Вне всяких сомнений, Рокпайл — удивительно красивое место. Бун вполне понимал всех тех, кто хотел тут сёрфить, рисовать, да даже просто тусоваться. Кстати, в этот день сёрферам только и оставалось, что тусоваться — волны так и не пришли. Правда, несколько парней в ожидании чуда все-таки сидели на досках, покачиваясь на волнах близ скал. Они внимательно посмотрели на чужака, заходившего в воду. Десять человек, не отрывая глаз, следили, как Бун встает на доску и отплывает вглубь.
Бун поплыл направо, туда, где при наличии волн получилось бы плечо брейка.[21]Это негласное правило сёрфинга — плыть в самый конец очереди из сёрферов и ни в коем случае не вставать на пути волны, если уж кому-то посчастливится ее поймать. Поведение Буна наглядно демонстрировало, что он знает, как себя вести, и знает, что делает. Но очевидно, на Рокпайле этого было недостаточно.
Один из сёрферов отплыл из очереди и направился к Буну.
Бун остановился и дружелюбно кивнул ему. Парню было двадцать с лишним лет, волосы коротко острижены, а тело покрыто татуировками. Одна из них — цифра, но что она обозначает, Бун не знал. Остальные — типичный набор: узлы в кельтском стиле, колючая проволока и все в таком духе.
— Как жизнь? — заговорил Бун.
— Ничего, — ответил сёрфер. — Ты тут новенький, да? Я что-то тебя раньше здесь не встречал.
— Я уже давно сюда не заезжал, — улыбнулся Бун. — Обычно катаюсь у причала в Пасифик-Бич.
— И что ж ты нынче не там?
— Подумал, перемены не помешают.
— Подумай еще раз, — посоветовал сёрфер.
— Что-что?
— Подумай еще раз! — громко и раздраженно повторил парень. — Это не твой брейк.

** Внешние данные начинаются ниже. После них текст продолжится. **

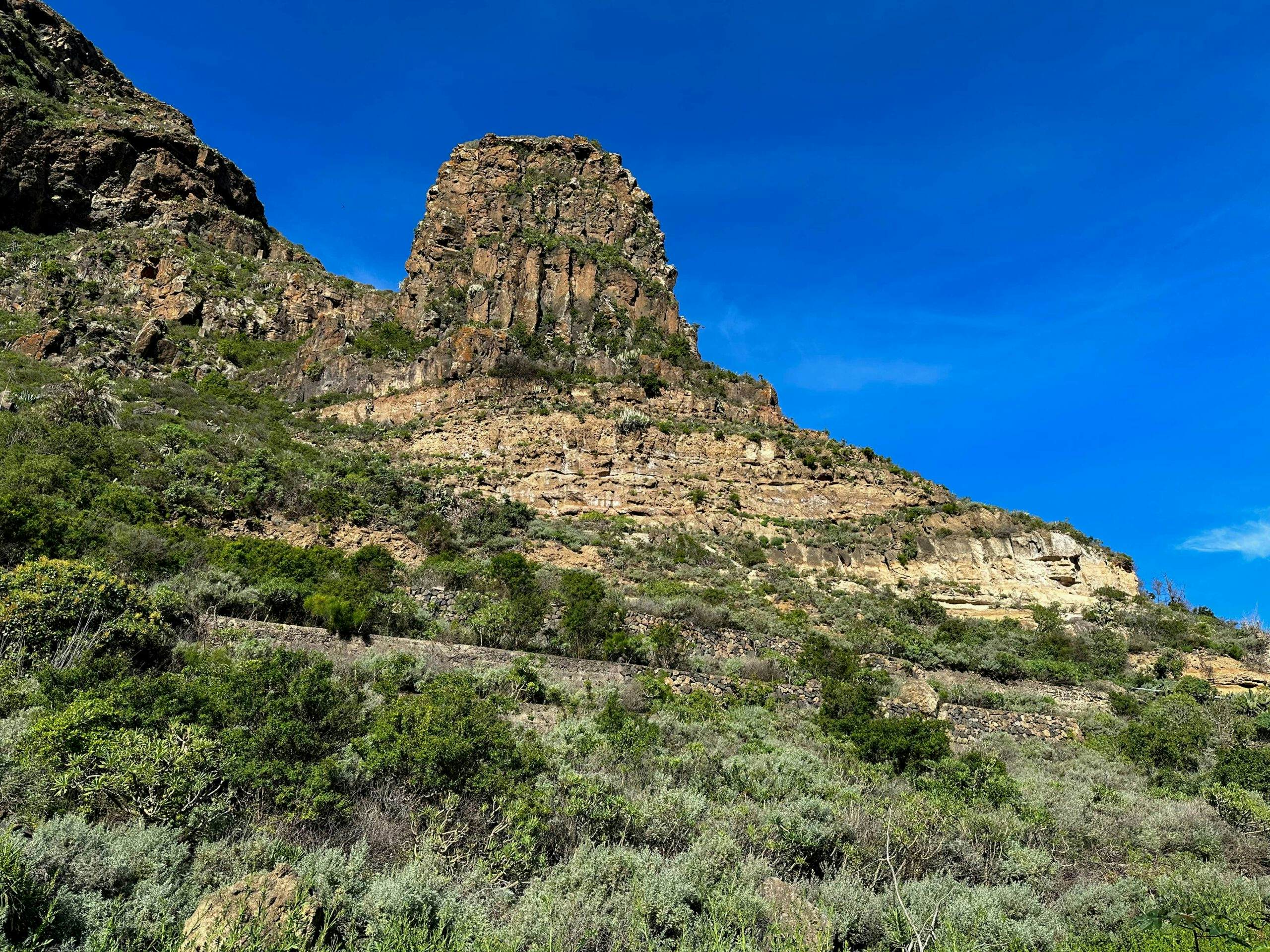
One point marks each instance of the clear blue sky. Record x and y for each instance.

— Сегодня это вообще ничейный брейк, братишка, — решил улыбнуться еще раз Бун. — Волн-то нет.
Бун был поражен. Неужели этот паренек готов устроить разборку буквально из ничего? Нельзя жаловаться на толпу в воде, если и волн никаких нет.
— Езжай домой, чувак, — заявил парень.
Бун покачал головой и начал грести в сторону от сёрфера. Тот встал у него на пути. Бун попытался уплыть в другую сторону и вновь натолкнулся на парня.
— Как-то невежливо это с твоей стороны, пацан, — сказал Бун. Странно было слышать слово «пацан» из собственных уст. Не так уж и давно он сам был «пацаном», которого ветераны учили хорошим манерам. Господи боже, понял вдруг Бун. Да я сам скоро окажусь среди джентльменов. Буду жевать рыбные тако и травить бесконечные байки о старых добрых временах.
— Ну и че ты с этим поделаешь, а? — нагло оскалился парень.
Бун с трудом подавил вспышку гнева. Я не буду драться в воде, сказал он себе. Это чересчур глупо. Толкаться и спихивать друг друга с досок. Нет, до этого дело не дойдет, я просто отойду в сторону. Но вообще-то говоря, я бы свалил этого молокососа с доски и держал бы под водой, пока хорошие манеры не впитаются, а потом… Это все эго, сказал Бун самому себе. Эго, тестостерон и кое-что еще — может, зависть к его молодости?